Frustratingly enough to us content strategists, we find that a site's most important pages — the ones that describe mainline products or areas of expertise — are often the least specific. These are pages that passed through dozens of hands until every sharp edge was sanded into oblivion. The content is sanitized, and in doing that the content doesn't answer any real questions.

This is an editorial concern, and it takes time. It means going back to your most important pages and figuring out the purpose of each section — of each paragraph, and each definition. That's way harder than adding schema or fixing a heading or slapping some FAQ on the bottom of the page, but it's also where the biggest gains are.

The site is accidentally blocking AI search crawlers.

When concerns about AI tracking data picked up over the past couple of years, a lot of organizations added blanket blocks in their robots.txt files to keep AI crawlers out.

This is okay! It made sense at the time — we really didn't know what to expect, and erred on the side of security and protecting our assets.

Fortunately, the crawlers that train AI models and the crawlers that power AI search are different bots — and the major platforms now document them separately. OpenAI runs three: GPTBot for model training, OAI-SearchBot for indexing the content that surfaces in ChatGPT's search results, and ChatGPT-User for fetching a page live when someone asks a question. Anthropic mirrors this with ClaudeBot for training, Claude-SearchBot for search indexing, and Claude-User for live, user-triggered fetches. Perplexity keeps it to two: PerplexityBot for indexing and Perplexity-User for live retrieval.

If you want to block the training crawlers, you can do that. But block the search crawlers along with them, and you've cut your content out of those platforms' AI answers entirely. The platform might still show a bare link or your page title, but the content itself won't be there to quote or summarize.

The fix is relatively easy: check your robots.txt file and make sure you're blocking only what you intend to block. For many organizations, this is the single highest-impact change they can make, because everything else on this list is irrelevant if the crawlers can't reach your pages in the first place.

The common thread.

There's a common thread here, obviously: we are all looking for clarity from people we trust. Schema and headings and specificity and clear authorship are the basics of usable and trustable content. These things have always mattered for search, and they continue to matter in search's next phase. In fact, they probably matter even more.
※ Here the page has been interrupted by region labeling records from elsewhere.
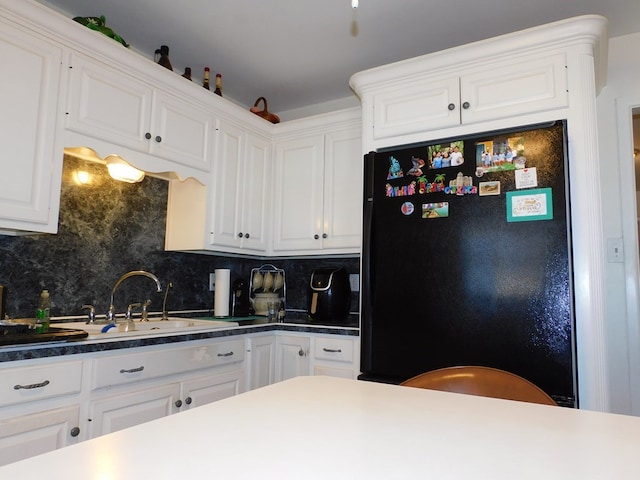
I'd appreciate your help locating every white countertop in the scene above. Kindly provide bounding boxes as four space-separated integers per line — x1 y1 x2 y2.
0 377 640 480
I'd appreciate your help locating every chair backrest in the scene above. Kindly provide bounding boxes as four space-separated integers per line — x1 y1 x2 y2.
400 366 557 405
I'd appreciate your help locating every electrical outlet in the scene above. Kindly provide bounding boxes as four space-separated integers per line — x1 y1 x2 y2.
349 273 360 292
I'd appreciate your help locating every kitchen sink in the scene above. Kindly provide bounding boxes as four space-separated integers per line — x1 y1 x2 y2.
51 317 238 339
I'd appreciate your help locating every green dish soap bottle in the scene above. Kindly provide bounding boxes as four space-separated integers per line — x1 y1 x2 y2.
36 290 51 333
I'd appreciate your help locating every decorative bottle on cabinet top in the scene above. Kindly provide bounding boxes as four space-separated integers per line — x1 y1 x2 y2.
213 73 222 96
36 290 51 333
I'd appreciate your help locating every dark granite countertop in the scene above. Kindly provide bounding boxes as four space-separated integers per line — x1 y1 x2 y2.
0 313 360 362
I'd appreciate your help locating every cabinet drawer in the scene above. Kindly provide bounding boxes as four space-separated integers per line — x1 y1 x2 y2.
313 337 353 362
0 361 82 407
91 339 244 389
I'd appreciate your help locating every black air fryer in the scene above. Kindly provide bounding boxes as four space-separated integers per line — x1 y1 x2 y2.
309 267 351 324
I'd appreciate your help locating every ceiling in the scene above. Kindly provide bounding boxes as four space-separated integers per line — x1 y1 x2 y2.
38 0 640 120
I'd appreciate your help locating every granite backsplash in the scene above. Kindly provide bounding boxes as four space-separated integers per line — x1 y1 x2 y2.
0 156 360 318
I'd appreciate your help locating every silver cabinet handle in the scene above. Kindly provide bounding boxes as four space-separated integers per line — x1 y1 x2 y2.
13 380 51 390
120 365 144 373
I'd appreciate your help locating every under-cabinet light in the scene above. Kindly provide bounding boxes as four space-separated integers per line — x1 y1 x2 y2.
105 155 144 183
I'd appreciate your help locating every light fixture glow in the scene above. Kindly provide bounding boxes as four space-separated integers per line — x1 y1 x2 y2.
105 155 144 183
74 170 91 185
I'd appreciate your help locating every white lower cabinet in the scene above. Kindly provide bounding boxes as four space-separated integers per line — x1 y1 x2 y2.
247 334 276 390
311 335 360 379
88 338 245 438
0 404 80 465
0 331 359 465
0 360 86 465
276 335 311 382
88 383 180 438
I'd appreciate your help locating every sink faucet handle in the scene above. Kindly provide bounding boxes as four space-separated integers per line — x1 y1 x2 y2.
81 305 96 325
140 298 151 322
125 302 142 320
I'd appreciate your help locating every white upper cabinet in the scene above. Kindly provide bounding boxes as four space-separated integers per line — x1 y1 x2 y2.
373 53 568 139
273 111 363 255
65 54 213 171
210 121 272 253
0 15 62 234
273 134 327 254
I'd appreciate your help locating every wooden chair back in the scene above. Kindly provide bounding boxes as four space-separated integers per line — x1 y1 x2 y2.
400 366 557 406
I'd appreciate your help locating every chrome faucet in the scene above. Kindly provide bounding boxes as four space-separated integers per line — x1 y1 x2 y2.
107 270 162 323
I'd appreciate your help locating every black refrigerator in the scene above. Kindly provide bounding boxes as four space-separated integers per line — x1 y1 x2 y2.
360 121 578 407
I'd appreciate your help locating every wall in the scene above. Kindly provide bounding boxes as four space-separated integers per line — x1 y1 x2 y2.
0 157 359 318
593 33 640 415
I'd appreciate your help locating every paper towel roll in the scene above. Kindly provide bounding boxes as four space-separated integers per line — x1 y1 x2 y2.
213 268 231 317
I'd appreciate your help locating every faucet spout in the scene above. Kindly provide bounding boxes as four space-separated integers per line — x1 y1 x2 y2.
107 270 162 323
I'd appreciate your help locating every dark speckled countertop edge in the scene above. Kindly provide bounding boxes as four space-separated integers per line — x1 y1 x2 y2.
0 323 360 363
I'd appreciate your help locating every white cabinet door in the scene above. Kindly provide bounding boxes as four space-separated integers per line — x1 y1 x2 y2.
210 121 271 252
311 335 360 379
89 383 180 438
239 134 274 253
460 53 568 124
373 75 460 139
322 128 364 253
145 91 214 172
0 20 62 233
0 405 80 465
65 54 153 155
373 53 568 139
210 121 244 248
276 335 311 382
273 134 326 254
247 335 276 390
65 54 214 171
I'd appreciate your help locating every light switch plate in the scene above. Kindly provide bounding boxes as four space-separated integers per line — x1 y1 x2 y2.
349 273 360 292
607 238 624 263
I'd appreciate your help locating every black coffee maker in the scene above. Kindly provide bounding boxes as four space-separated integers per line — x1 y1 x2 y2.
231 278 249 317
308 267 351 324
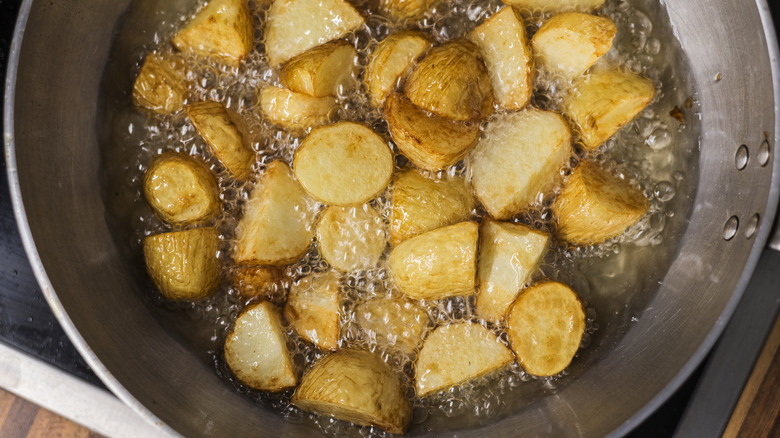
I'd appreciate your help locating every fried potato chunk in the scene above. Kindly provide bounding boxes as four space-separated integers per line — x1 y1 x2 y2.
553 160 649 245
234 161 316 265
225 301 298 391
469 107 572 220
385 93 481 171
292 349 412 434
293 122 395 205
507 281 585 376
404 39 493 120
265 0 365 67
143 227 220 300
390 170 474 245
476 218 550 323
388 222 479 300
468 6 535 110
414 321 515 397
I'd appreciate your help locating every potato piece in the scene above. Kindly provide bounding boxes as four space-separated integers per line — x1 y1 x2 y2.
565 70 655 150
390 170 474 245
265 0 365 67
187 102 255 179
171 0 255 66
133 53 187 115
363 30 431 108
414 321 515 397
470 107 572 220
385 93 482 171
468 6 535 110
144 152 221 225
317 204 387 272
293 122 395 205
531 12 617 79
260 87 339 129
284 272 341 350
404 39 493 120
507 281 585 376
279 40 358 97
143 227 220 300
553 160 649 245
235 161 316 265
292 349 412 434
476 218 550 323
225 301 298 391
389 222 479 300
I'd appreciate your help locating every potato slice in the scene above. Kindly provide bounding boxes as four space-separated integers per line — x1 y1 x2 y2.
260 87 339 129
390 170 474 245
531 12 617 79
565 70 655 149
507 281 585 376
317 204 387 272
553 160 649 245
468 6 535 110
279 40 358 97
144 152 221 225
385 93 481 171
292 349 412 434
225 301 298 391
284 271 341 350
414 321 515 397
187 102 255 179
389 222 479 300
143 227 220 300
476 218 550 323
293 122 395 205
363 30 431 108
235 161 316 265
470 107 572 220
404 39 493 120
265 0 365 67
171 0 255 66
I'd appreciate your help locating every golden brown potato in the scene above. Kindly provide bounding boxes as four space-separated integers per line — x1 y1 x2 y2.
143 227 220 300
404 39 493 120
507 281 585 376
388 222 479 300
553 160 649 245
385 93 481 171
292 349 412 434
225 301 298 391
293 122 395 205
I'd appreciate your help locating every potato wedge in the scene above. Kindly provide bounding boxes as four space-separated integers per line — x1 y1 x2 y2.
404 39 493 120
234 161 316 265
553 160 650 245
265 0 365 67
414 321 515 397
388 222 479 300
531 12 617 79
385 93 482 171
171 0 255 66
187 102 255 179
564 70 655 150
476 218 550 323
507 281 585 376
292 349 412 434
293 122 395 205
469 107 572 220
468 6 535 110
390 170 474 245
225 301 298 391
143 227 220 300
279 40 358 97
363 30 432 108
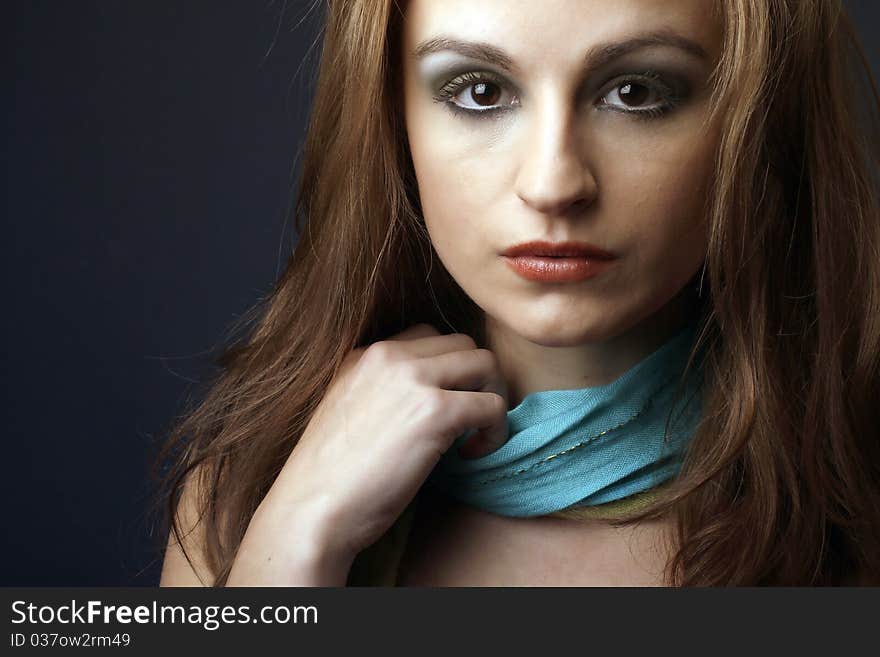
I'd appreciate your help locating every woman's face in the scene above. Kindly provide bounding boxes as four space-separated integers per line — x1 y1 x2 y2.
403 0 721 346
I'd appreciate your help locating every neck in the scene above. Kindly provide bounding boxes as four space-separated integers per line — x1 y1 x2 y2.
485 286 695 408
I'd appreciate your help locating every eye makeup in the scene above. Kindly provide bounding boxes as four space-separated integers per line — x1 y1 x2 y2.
433 68 690 120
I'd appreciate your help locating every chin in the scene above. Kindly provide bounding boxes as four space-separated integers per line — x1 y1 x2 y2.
501 313 620 347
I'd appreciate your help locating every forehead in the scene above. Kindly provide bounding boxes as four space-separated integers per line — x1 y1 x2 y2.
403 0 721 67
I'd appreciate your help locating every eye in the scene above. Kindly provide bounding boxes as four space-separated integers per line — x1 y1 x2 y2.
597 71 683 119
434 71 520 115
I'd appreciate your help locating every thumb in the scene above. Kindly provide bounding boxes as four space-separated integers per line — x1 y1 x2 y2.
458 375 510 459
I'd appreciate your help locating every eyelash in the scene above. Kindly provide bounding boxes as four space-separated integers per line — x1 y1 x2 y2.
434 70 684 121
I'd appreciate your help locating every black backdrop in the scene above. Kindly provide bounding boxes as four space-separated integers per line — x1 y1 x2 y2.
6 0 880 586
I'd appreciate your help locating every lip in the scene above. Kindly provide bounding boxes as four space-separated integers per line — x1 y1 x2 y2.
501 241 617 283
501 240 617 260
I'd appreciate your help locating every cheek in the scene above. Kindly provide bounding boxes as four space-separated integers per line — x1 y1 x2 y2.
608 141 713 276
410 131 497 266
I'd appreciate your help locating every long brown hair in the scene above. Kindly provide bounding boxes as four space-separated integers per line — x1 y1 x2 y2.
156 0 880 586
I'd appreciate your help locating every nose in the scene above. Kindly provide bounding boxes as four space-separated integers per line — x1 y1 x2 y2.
516 93 597 215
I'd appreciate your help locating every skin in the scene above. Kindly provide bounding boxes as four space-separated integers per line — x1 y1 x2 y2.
402 0 721 408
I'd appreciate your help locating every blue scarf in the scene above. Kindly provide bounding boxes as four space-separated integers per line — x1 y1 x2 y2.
426 323 703 517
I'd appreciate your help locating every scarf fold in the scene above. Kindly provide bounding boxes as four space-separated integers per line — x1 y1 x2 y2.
426 323 703 517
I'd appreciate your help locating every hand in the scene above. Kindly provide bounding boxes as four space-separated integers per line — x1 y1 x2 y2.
225 324 508 580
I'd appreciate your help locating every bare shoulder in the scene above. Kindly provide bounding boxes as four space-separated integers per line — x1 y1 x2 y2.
159 470 216 586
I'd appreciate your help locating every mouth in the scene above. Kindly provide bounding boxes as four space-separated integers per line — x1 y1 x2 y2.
502 255 615 283
501 241 617 261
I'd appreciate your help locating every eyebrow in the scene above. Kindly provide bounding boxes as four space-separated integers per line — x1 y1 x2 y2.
413 29 709 72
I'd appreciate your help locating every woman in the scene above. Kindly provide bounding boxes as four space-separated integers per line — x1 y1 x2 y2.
160 0 880 586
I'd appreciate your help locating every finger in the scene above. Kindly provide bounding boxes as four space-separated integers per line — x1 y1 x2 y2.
447 390 508 458
425 349 509 457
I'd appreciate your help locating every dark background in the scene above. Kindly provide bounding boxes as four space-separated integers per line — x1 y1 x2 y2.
0 0 880 586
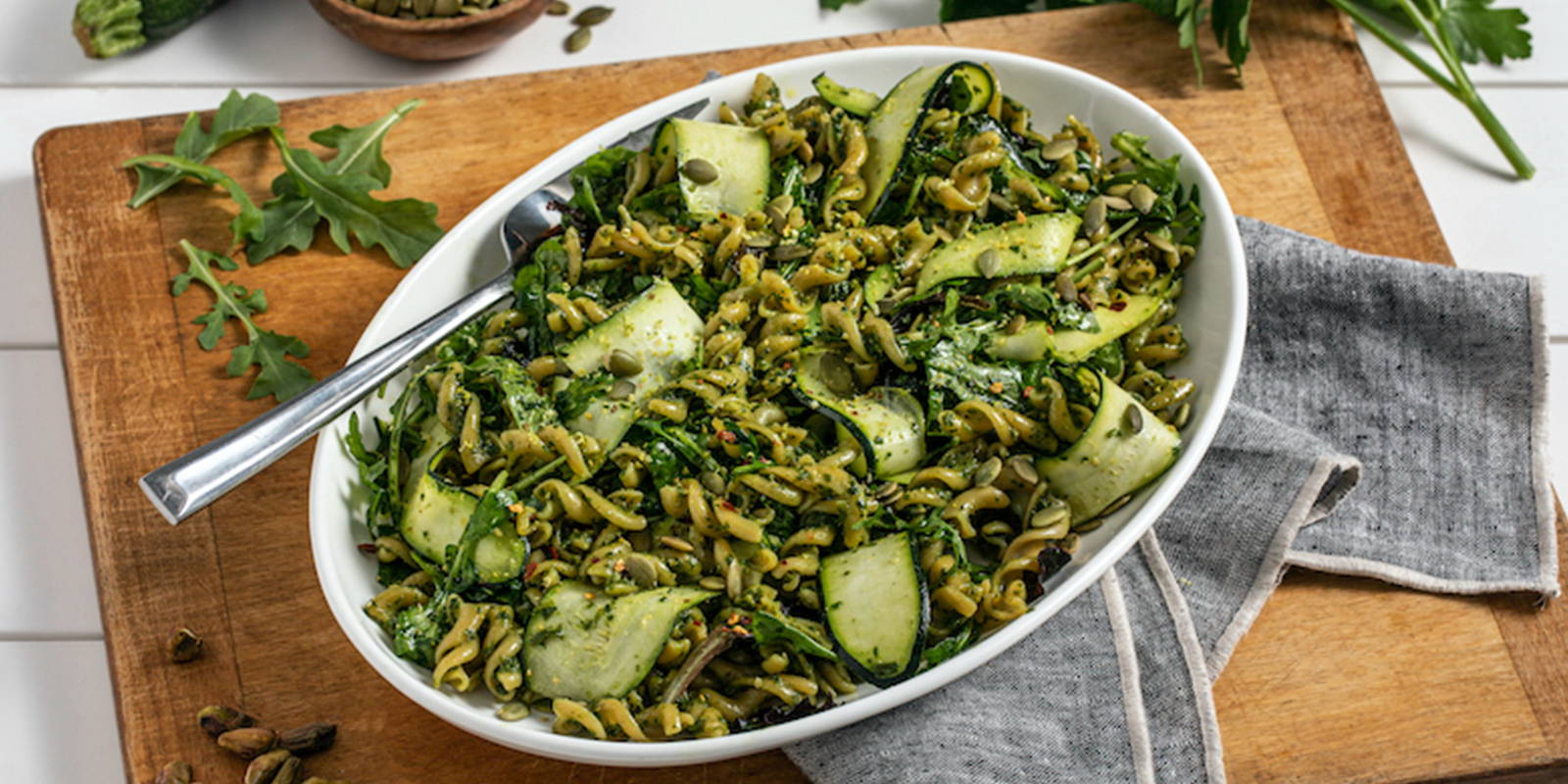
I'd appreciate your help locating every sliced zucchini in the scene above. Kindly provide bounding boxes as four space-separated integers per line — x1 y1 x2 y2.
522 580 718 701
914 212 1084 296
1035 373 1181 523
654 118 773 217
810 74 881 118
857 63 996 222
817 533 930 687
986 295 1163 364
398 457 528 583
562 277 703 455
795 351 925 478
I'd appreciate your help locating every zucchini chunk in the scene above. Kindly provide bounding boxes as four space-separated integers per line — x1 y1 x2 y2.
1035 373 1181 523
817 533 930 687
914 212 1084 296
986 295 1163 364
562 277 703 455
654 118 773 218
857 63 996 222
522 580 718 701
810 74 881 118
398 455 528 583
795 351 925 478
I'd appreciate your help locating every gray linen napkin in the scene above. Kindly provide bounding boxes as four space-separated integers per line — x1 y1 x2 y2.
786 218 1560 784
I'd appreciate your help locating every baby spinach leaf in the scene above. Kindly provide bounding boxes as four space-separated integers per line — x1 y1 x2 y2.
127 89 277 210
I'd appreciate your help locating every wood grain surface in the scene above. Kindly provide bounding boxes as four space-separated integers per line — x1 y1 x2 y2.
36 0 1568 784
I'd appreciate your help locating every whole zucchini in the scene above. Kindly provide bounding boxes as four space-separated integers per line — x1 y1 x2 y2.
71 0 224 58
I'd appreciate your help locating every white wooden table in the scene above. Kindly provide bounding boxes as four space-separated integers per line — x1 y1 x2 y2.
0 0 1568 782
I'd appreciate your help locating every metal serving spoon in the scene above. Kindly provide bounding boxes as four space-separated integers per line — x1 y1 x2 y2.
138 98 711 525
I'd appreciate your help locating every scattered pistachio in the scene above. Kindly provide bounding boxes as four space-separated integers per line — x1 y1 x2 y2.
218 727 277 759
170 625 201 664
155 760 194 784
196 706 256 737
572 5 614 26
277 721 337 758
245 748 298 784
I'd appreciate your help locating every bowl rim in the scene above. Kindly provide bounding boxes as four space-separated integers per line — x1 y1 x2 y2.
309 45 1249 766
311 0 551 33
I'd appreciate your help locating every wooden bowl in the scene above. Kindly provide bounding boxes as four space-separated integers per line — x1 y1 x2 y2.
311 0 551 60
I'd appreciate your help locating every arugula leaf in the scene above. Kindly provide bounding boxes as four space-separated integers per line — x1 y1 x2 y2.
123 155 262 248
567 147 636 222
270 128 444 269
171 240 316 403
127 89 279 210
1438 0 1531 66
751 610 839 662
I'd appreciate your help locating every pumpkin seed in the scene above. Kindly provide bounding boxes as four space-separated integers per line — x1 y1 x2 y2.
606 378 637 400
606 348 643 378
1040 139 1077 160
1121 403 1143 436
1006 455 1040 484
975 248 1002 277
1056 271 1077 303
680 157 718 185
1127 182 1158 214
1101 196 1132 212
572 5 614 26
566 26 593 55
1082 196 1105 237
975 457 1002 488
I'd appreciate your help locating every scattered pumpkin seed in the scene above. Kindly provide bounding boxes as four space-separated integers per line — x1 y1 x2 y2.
975 248 1002 277
1127 182 1158 214
566 26 593 55
606 348 643 378
1040 139 1077 160
1082 196 1105 237
680 159 718 185
572 5 614 26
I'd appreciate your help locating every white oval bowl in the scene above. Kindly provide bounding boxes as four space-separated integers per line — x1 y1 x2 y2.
311 47 1247 766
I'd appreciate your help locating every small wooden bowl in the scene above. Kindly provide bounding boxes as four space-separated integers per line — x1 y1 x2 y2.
311 0 551 60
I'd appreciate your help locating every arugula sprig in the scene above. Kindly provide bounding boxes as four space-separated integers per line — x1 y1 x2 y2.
171 240 316 403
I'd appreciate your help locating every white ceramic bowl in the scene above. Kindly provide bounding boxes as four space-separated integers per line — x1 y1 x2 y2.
311 47 1247 766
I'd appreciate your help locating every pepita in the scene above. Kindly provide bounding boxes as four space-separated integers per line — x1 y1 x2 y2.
975 457 1002 488
1082 196 1105 237
572 5 614 26
1056 271 1077 303
975 248 1002 277
606 348 643 378
1127 182 1158 214
680 158 718 185
1121 403 1143 436
1101 196 1132 212
566 26 593 55
1040 139 1077 160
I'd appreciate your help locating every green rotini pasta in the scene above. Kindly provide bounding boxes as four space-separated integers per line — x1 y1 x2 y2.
348 63 1202 742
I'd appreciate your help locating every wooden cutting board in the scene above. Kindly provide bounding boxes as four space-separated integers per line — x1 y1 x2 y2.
36 0 1568 782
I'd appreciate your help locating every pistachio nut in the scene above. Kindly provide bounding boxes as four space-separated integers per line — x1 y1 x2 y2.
218 727 277 759
277 721 337 756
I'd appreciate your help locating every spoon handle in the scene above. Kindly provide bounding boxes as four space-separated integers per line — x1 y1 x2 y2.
138 271 512 525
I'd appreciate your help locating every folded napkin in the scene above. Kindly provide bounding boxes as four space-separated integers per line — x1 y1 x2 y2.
786 218 1558 784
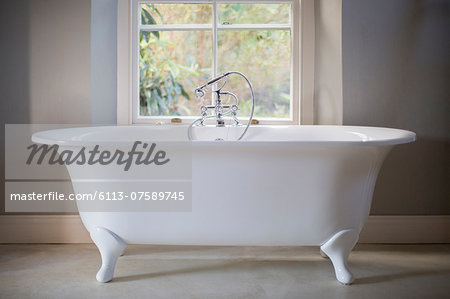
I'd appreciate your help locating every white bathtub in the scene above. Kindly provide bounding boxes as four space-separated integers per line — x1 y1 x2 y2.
32 126 415 284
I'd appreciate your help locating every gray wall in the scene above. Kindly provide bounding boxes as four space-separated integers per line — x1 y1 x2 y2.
343 0 450 215
0 0 91 213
We're no longer asking for a search engine to point us toward the cake mixes. We're asking a search engine to go grab the cake mix for us. Which means it's even more important to understand which cake mixes are on the shelf in the first place.

Putting that delicious metaphor aside, things are clearer now about what good content looks like: structured, authored, and clear.

If you'd like to run through a checklist yourself, you are in luck. We have put together two self-audit checklists — one for editorial teams and one for technical teams — that cover these findings and more. They're free, they're practical, and they'll give you a solid starting point for understanding where your site stands.

Good luck. It all boils down to one thing: start with content worth trusting, and the machines will trust it too.